La pensione di vecchiaia per i contributivi, ecco cosa cambia nel 2024

In buona sostanza chi ha compiuto 67 anni di età e completato 20 anni di contributi oggi, nel 2023, se è un contributivo puro può andare in pensione se raggiunge un assegno pari a 755 euro circa al mese. Questo perché l’assegno sociale nel 2023 è pari a 503,27 euro mensili. Nel 2024 con un tasso di inflazione che sfiorerà sicuramente il 6%, l’assegno sociale passerà da 503,27 euro al mese a 535 euro sempre mensili, più o meno. Perché si prevede una indicizzazione dei trattamenti previdenziali e assistenziali dell’INPS, compreso l’assegno sociale, in misura pari a circa il 6%.

A tanto dovrebbe ammontare più o meno il tasso di inflazione. Significa che nel 2024 non basterà più una pensione di 755 euro per andare in pensione ma ne servirà una che deve superare necessariamente gli 800 euro. Perché a fronte di un assegno sociale di 535 euro, la pensione minima da raggiungere pari o superiore a 1,5 volte l’assegno sociale deve essere almeno di 802 euro al mese.

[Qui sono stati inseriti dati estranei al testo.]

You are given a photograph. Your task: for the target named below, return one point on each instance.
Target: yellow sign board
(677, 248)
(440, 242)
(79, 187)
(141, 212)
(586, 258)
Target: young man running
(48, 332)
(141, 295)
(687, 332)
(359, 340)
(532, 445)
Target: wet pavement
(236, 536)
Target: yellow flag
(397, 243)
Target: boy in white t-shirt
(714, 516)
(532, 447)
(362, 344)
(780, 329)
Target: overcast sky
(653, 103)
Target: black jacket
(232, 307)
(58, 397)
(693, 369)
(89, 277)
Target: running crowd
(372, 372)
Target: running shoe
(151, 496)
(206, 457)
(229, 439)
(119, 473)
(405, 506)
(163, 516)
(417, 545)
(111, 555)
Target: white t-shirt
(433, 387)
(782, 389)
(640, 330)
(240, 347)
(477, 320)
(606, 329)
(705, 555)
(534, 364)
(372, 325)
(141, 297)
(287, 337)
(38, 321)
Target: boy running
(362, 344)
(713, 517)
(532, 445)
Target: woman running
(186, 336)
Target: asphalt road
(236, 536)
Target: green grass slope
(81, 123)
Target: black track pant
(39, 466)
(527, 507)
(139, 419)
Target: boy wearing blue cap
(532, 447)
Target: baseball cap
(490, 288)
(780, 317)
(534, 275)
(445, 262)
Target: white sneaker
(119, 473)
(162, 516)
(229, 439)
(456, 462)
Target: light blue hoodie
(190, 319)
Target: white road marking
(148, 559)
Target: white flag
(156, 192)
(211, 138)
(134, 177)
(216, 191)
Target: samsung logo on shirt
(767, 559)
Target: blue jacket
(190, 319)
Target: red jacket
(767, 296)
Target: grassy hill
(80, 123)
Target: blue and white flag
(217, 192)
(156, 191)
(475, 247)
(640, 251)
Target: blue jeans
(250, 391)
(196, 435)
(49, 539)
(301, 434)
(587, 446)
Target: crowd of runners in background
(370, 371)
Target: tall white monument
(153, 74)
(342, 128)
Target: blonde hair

Cosa accade se la pensione maturata è inferiore a 800 euro al mese?

Non si può non confermare quindi un netto inasprimento dei requisiti previdenziale, anche se solo per i contributivi puri. Che per andare in pensione potrebbero dover attendere i 71 anni di età in molte circostanze. Difatti chi non arriverà nel 2024 ad una pensione di circa 800 euro al mese, non potrà che puntare allo step successivo che è quello dei 71 anni. A quella età la pensione di vecchiaia contributiva si centra anche con solo 5 anni di versamenti contributivi. E senza nessun collegamento all’importo minimo del trattamento previdenziale.

Anche le quiescenze anticipate sono slittate di 3 mesi

Non è un caso singolo questo, perché anche se fino al 2026 le pensioni saranno congelate come requisiti, sia per le anticipate che per le quiescenze di vecchiaia, il trend va verso un inasprimento. Lo dimostra anche un fatto passato sotto traccia ma abbastanza eloquente che riguarda le quiescenze anticipate.

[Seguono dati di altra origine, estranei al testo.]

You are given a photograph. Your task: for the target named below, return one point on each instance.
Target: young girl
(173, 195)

Infatti rispetto al passato, per prendere la pensione anticipata occorre aspettare tre mesi dal raggiungimento dei requisiti. Per via delle finestra di attesa di fatto, anche se restano 42,10 e 41,10 rispettivamente per uomini e donne, i requisiti utili alle pensioni anticipate, c’è chi resta al lavoro 3 mesi in più.